O impacto imediato sobre a renda dos mais pobres e o medo de uma inflação generalizada levaram mais de 20 mil indígenas da região andina e da Floresta Amazônica a se unirem em uma marcha que chegou a Quito na quarta-feira 9. Por cinco dias, a capital tornou-se um campo de batalha a céu aberto, de um lado a massa de manifestantes a se aproximar da Assembleia Nacional e a ocupar o centro histórico, de outro os militares armados de cassetetes, bombas de gás e jatos d’água na tentativa vã e violenta de conter as multidões. Assustado, Moreno transferiu a sede do governo para Guayaquil, a 435 quilômetros ao sul da capital. Circundado por chefes militares, mostrou-se disposto a resistir e, pior, a usar da força “necessária” contra os manifestantes. Antes de os protestos tomarem os contornos de uma guerra civil, o presidente acusou o “ex” Correa e Nicolás Maduro, da Venezuela, de tramarem um golpe. “Essa não é uma manifestação de descontentamento”, afirmou. “Os saques, o vandalismo e a violência demonstram a intenção de romper a ordem democrática.” Maduro ironizou as acusações: “Agora estou pensando qual o próximo governo vou derrubar com o meu bigode. Sou o Super Bigode”.

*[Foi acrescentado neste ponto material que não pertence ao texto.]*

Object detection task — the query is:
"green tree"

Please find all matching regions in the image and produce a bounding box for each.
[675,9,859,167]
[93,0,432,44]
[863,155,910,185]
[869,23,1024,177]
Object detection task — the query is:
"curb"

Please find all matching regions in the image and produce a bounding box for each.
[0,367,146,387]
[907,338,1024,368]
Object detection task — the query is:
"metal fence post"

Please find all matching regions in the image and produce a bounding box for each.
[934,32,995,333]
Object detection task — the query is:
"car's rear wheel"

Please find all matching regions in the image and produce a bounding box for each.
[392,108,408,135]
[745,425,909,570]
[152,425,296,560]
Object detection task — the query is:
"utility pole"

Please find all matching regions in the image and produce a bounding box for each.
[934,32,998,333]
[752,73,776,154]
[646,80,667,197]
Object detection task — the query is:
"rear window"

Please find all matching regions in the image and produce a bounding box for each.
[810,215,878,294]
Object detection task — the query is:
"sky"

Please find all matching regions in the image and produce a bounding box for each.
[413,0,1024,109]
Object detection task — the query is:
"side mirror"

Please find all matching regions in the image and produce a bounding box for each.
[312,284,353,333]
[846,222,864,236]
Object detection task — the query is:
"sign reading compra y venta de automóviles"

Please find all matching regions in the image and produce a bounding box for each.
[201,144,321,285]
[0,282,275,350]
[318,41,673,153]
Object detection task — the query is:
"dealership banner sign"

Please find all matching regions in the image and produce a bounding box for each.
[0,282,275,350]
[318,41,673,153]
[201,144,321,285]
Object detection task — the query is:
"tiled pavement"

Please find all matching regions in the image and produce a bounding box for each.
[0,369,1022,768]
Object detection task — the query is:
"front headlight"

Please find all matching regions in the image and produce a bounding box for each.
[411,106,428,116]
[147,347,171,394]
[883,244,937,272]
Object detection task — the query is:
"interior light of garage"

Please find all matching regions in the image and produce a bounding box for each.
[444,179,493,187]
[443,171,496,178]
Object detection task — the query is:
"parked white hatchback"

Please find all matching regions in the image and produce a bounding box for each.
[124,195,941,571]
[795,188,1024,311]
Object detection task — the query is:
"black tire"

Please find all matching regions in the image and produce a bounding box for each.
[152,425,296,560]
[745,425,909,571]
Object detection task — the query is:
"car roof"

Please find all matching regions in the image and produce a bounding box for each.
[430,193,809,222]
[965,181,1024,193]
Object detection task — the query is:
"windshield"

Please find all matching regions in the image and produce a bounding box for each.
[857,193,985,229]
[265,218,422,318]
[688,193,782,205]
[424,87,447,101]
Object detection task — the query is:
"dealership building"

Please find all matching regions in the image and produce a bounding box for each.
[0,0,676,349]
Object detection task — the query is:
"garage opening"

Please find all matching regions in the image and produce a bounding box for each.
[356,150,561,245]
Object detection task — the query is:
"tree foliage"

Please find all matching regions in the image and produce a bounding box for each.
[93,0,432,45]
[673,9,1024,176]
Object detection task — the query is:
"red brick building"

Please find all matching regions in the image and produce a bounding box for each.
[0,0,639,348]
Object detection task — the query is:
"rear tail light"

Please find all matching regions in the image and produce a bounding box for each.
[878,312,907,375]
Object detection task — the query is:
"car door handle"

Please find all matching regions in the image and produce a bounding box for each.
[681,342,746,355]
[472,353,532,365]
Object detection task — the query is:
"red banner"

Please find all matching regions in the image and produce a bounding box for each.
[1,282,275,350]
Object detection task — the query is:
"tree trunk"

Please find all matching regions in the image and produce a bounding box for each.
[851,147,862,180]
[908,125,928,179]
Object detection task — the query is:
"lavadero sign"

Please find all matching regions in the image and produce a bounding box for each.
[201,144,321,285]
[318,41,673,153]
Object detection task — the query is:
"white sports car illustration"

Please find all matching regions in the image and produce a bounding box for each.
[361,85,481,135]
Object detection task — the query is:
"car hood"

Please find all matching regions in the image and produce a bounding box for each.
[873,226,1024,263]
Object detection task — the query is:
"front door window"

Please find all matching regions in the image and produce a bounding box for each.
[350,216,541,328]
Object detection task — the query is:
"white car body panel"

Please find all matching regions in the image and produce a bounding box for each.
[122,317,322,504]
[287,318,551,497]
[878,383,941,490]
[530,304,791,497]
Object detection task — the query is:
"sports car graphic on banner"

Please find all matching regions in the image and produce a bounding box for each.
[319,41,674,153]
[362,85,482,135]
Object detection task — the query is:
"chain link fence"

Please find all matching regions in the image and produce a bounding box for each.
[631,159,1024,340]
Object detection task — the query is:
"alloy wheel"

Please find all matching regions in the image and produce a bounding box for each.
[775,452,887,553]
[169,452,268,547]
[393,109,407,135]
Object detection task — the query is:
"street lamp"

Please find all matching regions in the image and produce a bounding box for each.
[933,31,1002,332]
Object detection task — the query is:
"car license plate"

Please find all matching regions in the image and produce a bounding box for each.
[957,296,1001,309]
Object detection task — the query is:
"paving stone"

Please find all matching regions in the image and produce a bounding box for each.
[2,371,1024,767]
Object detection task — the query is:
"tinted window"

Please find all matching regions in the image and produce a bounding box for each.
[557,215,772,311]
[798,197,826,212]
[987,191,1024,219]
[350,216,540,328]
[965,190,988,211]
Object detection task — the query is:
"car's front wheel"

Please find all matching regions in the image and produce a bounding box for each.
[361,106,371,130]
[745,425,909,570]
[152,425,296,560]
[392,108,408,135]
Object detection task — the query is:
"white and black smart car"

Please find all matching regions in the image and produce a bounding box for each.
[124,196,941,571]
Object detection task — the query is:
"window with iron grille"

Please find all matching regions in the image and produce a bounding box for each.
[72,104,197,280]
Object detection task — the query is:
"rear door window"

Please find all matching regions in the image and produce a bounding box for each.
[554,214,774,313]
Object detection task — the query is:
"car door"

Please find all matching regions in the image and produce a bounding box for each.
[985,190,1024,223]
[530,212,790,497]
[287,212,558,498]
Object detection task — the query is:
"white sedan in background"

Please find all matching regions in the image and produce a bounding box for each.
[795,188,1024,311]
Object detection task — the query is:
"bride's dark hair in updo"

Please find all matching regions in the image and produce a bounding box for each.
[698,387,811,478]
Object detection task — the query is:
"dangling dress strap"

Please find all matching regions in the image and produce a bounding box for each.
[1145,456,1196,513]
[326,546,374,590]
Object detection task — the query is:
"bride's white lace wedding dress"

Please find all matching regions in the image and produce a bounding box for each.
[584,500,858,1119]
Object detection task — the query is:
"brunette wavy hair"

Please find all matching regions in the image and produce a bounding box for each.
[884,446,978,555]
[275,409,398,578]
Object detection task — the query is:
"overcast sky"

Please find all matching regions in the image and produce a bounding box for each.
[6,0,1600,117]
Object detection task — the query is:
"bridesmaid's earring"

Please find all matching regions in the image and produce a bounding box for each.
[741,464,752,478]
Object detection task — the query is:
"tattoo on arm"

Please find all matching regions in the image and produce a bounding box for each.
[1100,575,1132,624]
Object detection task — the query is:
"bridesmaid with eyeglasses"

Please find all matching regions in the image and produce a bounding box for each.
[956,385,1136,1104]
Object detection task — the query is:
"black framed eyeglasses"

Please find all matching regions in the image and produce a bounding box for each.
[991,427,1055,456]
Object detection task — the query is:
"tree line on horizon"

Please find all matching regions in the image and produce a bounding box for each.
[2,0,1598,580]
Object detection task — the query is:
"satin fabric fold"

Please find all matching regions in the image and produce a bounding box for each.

O aumento da violência obrigou o governo a admitir a realidade – os protestos não eram parte de uma tramoia, mas o resultado do descontentamento dos eleitores. Ao manter o subsídio aos combustíveis e iniciar uma negociação com as lideranças indígenas, Moreno ganha tempo. Será o suficiente para mantê-lo no poder até 2021? A insatisfação popular reavivou a oposição liderada, do exílio, por Correa. O ex-presidente defende a convocação imediata de eleições gerais e a formação de uma Assembleia Constituinte. Moreno ainda conta com o apoio das Forças Armadas e de seu neoaliado, os Estados Unidos. Na América do Sul, a vontade da Casa Branca e os tanques tendem a prevalecer sobre o desejo popular. Os indígenas do Equador mostraram, ao menos, que outra opinião precisa ser levada em conta.